僕たちはそれから更に一時間ほどジープを北に走らせたところで、食事と睡眠を取ることにした。


「そろそろ燃料がやばいな」


貧相な食事と焚火を目の前にして、厳しい表情をレイは見せる。

一日中走っていたも同然の走行距離と、僕たちが持ってきた燃料を考えれば、明日の昼にでも尽きるのは目に見えている。


「そうは言っても・・・」


どうしようもない。

そんなに都合良く燃料など転がっていないし、移動用のジープだって置き去りになどされているはずがない。



ソラは僕たち三人の表情にどこか焦っているようで、順番に素早くそれぞれのほうに向けた。

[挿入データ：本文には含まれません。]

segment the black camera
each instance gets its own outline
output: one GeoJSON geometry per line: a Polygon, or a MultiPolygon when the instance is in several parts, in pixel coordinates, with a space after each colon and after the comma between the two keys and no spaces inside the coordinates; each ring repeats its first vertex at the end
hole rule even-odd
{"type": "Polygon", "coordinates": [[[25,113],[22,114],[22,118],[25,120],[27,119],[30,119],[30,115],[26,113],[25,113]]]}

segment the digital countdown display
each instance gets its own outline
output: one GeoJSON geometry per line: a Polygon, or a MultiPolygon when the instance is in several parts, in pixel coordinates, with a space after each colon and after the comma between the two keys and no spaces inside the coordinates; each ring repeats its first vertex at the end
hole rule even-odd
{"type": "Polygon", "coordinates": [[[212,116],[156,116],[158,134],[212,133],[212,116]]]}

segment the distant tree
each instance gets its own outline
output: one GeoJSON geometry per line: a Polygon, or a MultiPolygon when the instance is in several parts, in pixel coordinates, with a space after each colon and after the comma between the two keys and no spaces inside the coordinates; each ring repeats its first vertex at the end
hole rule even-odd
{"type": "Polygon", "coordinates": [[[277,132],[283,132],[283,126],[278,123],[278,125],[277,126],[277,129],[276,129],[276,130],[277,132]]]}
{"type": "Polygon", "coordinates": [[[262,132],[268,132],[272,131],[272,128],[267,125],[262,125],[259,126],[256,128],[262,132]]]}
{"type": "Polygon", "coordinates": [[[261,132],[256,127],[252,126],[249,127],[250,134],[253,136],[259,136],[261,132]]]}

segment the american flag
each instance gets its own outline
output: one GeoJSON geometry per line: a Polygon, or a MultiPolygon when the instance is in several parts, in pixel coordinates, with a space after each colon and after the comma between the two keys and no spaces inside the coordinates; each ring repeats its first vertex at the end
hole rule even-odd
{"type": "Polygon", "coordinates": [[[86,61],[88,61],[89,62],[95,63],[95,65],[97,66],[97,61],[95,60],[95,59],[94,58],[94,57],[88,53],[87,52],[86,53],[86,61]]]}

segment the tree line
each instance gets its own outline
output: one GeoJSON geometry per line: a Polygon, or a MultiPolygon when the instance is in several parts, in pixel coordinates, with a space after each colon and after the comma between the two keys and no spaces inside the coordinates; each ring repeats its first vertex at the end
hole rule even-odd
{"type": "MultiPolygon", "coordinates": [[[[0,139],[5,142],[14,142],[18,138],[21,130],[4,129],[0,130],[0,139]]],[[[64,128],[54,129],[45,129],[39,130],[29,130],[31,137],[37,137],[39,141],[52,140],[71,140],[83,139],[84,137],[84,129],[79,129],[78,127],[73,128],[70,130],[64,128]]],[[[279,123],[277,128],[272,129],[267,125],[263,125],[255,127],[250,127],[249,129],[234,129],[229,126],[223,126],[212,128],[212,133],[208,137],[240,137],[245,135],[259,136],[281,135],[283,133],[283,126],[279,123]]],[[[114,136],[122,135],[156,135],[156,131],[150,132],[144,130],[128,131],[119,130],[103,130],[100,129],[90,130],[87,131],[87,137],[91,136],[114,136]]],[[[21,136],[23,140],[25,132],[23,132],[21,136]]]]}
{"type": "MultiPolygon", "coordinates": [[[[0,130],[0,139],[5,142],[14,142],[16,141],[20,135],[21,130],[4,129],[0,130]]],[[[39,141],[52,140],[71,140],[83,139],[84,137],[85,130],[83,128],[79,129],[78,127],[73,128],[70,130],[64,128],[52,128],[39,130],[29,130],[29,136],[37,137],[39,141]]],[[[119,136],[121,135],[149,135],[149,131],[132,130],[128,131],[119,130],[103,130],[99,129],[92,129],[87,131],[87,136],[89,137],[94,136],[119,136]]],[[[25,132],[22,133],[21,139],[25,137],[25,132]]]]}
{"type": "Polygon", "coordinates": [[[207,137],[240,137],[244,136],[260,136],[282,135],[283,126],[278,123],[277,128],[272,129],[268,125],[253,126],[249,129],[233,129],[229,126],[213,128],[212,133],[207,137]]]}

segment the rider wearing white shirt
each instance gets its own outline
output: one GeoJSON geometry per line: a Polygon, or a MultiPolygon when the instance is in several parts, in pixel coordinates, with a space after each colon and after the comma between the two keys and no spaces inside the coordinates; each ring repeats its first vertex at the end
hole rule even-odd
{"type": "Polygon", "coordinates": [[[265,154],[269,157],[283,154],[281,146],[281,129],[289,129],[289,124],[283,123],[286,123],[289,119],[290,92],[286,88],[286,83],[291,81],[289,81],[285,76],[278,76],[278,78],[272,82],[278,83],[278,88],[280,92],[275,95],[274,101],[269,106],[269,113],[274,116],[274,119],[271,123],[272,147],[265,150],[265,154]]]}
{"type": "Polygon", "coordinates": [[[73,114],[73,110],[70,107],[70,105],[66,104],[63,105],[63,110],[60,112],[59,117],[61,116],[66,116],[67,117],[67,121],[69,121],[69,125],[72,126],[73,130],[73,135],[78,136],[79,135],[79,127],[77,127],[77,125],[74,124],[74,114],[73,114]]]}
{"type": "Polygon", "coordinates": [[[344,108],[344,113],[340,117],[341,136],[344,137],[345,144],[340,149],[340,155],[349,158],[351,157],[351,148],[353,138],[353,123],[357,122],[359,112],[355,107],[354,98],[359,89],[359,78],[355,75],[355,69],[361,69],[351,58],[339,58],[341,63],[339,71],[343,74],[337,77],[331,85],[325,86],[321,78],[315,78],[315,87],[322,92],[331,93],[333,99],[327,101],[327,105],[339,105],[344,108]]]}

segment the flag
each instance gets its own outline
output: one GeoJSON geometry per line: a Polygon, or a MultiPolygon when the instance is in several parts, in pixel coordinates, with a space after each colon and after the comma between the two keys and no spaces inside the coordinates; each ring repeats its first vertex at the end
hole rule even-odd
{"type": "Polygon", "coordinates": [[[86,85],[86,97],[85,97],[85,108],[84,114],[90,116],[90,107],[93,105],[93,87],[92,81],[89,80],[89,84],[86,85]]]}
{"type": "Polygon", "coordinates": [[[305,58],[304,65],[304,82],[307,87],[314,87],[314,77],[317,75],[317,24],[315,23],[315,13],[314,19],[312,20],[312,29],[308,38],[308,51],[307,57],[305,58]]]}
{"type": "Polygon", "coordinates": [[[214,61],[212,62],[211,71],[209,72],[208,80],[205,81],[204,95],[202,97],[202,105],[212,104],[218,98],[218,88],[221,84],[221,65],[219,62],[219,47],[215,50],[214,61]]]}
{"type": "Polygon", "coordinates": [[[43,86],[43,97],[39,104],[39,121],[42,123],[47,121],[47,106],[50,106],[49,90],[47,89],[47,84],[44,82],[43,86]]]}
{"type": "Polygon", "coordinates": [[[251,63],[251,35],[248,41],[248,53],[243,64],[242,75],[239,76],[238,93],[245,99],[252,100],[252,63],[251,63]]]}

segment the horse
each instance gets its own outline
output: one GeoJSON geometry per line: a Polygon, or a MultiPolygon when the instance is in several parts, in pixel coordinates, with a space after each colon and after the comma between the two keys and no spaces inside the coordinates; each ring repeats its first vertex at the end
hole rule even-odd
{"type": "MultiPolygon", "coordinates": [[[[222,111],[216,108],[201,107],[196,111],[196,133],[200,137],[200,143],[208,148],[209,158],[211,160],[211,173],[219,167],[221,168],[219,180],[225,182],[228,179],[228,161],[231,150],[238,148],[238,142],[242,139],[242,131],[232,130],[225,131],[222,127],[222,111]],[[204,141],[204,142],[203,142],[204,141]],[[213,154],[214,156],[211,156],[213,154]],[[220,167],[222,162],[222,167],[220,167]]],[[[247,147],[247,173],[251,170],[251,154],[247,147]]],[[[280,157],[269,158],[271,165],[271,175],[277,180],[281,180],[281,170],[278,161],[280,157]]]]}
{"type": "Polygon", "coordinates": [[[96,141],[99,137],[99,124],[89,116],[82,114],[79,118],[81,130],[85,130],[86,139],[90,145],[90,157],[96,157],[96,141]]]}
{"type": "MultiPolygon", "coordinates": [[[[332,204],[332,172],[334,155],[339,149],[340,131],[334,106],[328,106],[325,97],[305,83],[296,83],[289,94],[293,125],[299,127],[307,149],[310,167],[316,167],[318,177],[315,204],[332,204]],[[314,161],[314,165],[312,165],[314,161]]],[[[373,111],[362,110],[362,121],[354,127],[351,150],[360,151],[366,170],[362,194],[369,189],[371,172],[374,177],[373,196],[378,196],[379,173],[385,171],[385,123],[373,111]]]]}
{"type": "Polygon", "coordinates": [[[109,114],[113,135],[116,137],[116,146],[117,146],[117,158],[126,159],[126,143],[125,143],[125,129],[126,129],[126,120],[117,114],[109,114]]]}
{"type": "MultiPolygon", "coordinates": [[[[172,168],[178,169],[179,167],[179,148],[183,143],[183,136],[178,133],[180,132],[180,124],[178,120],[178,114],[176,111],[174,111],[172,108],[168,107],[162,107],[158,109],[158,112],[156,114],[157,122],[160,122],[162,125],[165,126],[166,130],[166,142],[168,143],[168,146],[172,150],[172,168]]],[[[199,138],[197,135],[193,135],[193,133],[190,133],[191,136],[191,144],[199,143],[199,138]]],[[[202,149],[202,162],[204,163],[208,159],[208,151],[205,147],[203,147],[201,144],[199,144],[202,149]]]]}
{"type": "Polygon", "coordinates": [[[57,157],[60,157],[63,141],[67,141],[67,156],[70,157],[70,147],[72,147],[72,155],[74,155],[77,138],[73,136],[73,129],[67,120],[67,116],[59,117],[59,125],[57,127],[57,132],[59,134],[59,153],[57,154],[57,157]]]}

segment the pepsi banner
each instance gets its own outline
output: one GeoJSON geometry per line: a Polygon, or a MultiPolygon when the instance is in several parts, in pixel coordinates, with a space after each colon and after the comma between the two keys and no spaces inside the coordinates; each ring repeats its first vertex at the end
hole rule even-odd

何度目か僕のところに顔が向いたとき、なるべく優しく表情を作るとソラは安心したように表情が和らぎ、顔を動かすのを止めた。


「とりあえず、行けるとこまではこいつで行こうよ」


いつものようにイビルの優しい声が僕たちを包み、この悩みは場を流れることになる。



僕たちは分かっている。



ジープが止まってしまえば、歩くしかない。



歩いてでも行かなければいけない、と。